И Джим ее слушал. С уважением, готовый следовать советам. Только кто такая Давина Танбалл? Какую нишу она заняла в столь загруженной жизни Джима? Стала она лишь знакомством по работе или чем — то большим? Замечательный Джим, за которого Милли была бы готова умереть, чья честность так отличала его от остальных мужчин, выслушал, увидел логичность сказанного и решил подчиниться. Главный вопрос в другом: если бы она, Милли, выдвинула подобные требования, выслушал бы он, понял бы, прислушался? В результате сегодняшнего разговора Милли приходилось спрашивать себя: почему она не сказала ему первой?
Следующая волна гнева была к себе самой за все те упущенные возможности. На этот раз Милли не плакала, а только терпеливо позволила ярости полыхать, оставив после себя пустоту. Ребенок, которого она планировала к тому времени, когда к ним придет благополучие, теперь будет у Джима ассоциироваться с Давиной Танбалл. И когда бы Джим ни взглянул на первенца, он подумал бы о Давине как причине его появления. Милли упустила свой шанс и уже не сможет вернуть обратно. Когда бы Джим ни думал о Милли и материнстве, он в первую очередь вспомнит о тех бездетных годах, ведь она согласилась, что они не могут себе позволить ребенка. И не важно, что ребенка носить Милли — идея — то исходит от Давины.

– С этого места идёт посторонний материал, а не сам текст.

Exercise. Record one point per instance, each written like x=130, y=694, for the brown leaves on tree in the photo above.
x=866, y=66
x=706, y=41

А еще Милли знала, что не совсем объективна, ведь настоящей причиной ее гнева стало вмешательство — и весьма обидное — другой женщины в дела, которые касались только ее и Джима. «Как Давина посмела? Как она посмела?! Ведь я совсем недавно перестала принимать таблетки и мечтала, как скажу Джиму, что у нас наконец будет ребенок! Давина — что он там сказал — решила вмешаться! Ему не могло понравиться ее вмешательство, но, несмотря на это, он все же прислушался. Так нечестно!» Пока она, Милли, выискивала подходящий момент, чтобы поговорить, Давина Танбалл не ждала — она просто поговорила. Нечестно, нечестно!
«Все так запутано… В пятнадцать лет я уже знала, что Джим станет ведущим ученым, и, любя его, посвящала каждый миг своего существования его карьере, отдавая ему свои деньги и свои руки. Я никогда не жаловалась, никогда! Я никогда не воспринимала себя как подчиненную Джима, как его бессловесную прислугу, но именно так меня видит Давина — некая Уда, только уровнем повыше. Я никогда и подумать не могла, что Джим нашел бы во мне подчиненную — мы были слишком близки, мы были единым целым. Вот этого Давина не смогла понять. Если бы она уважала меня, то поговорила бы с нами обоими, но вышло иначе — она говорила с одним Джимом, как с вершителем и моей судьбы. Но на деле не так! Как много решений принимаю именно я? Да около половины. Мы с Джимом оба — биохимики, и никогда не стояло вопроса, чья карьера важнее — всегда была наша карьера, даже если звучало имя Джима, а не мое. Я всегда думала, что Джим понимает — мое время придет… Сейчас я в этом не уверена, и именно поэтому больно. И я злюсь. Когда наши глаза встретились впервые, это была встреча равных, и все трудности мы встречали как равные. Могу ли я быть Удой для моего мужчины?
Нет, я отказываюсь верить в подобное! Без меня Джим бы не был сейчас здесь! Он знает это так же хорошо, как и я. И не важно, что мы не обсуждали этого — такова данность. И что теперь? Им манипулирует амбициозная и эгоистичная женщина, которая флиртует с ним, ровно как и с любым представительным мужчиной, встреченным ею. Флиртует? Да, верно! Ей нужно лишь покрасивее обустроить свой очаг, но никак не завести новый, и ей совсем не важны другие достоинства Джима, менее значительные. Я ненавижу ее, так ненавижу! Она — назойливая муха, которая откладывает свои личинки в благодатную субстанцию, а книга Джима много значит для нее и Макса. Книга Джима, книга Джима…»
Гнев почти испарился. В это субботнее утро Джим почти потерял равную ему Милли. Что делает с ним успех? И — что важнее — с их браком? Хватит ли у Милли сил и желания быть с ним и дальше? «Я — единственная, кто знает все его секреты, слабые места, его ночные кошмары и его скелеты в шкафу».
Милли поднялась со скамейки и вернулась на автобусную остановку. Автобус, как обычно, опаздывал; она вскочила в него в последнюю секунду, села, переводя дыхание, и улыбнулась попутчикам, которых знала. Как Милли иногда говорила Джиму, в автобусе она была единственным белым человеком в здравом уме; в нем ездили здоровые и умные чернокожие и белые люди с физическими или умственными недостатками.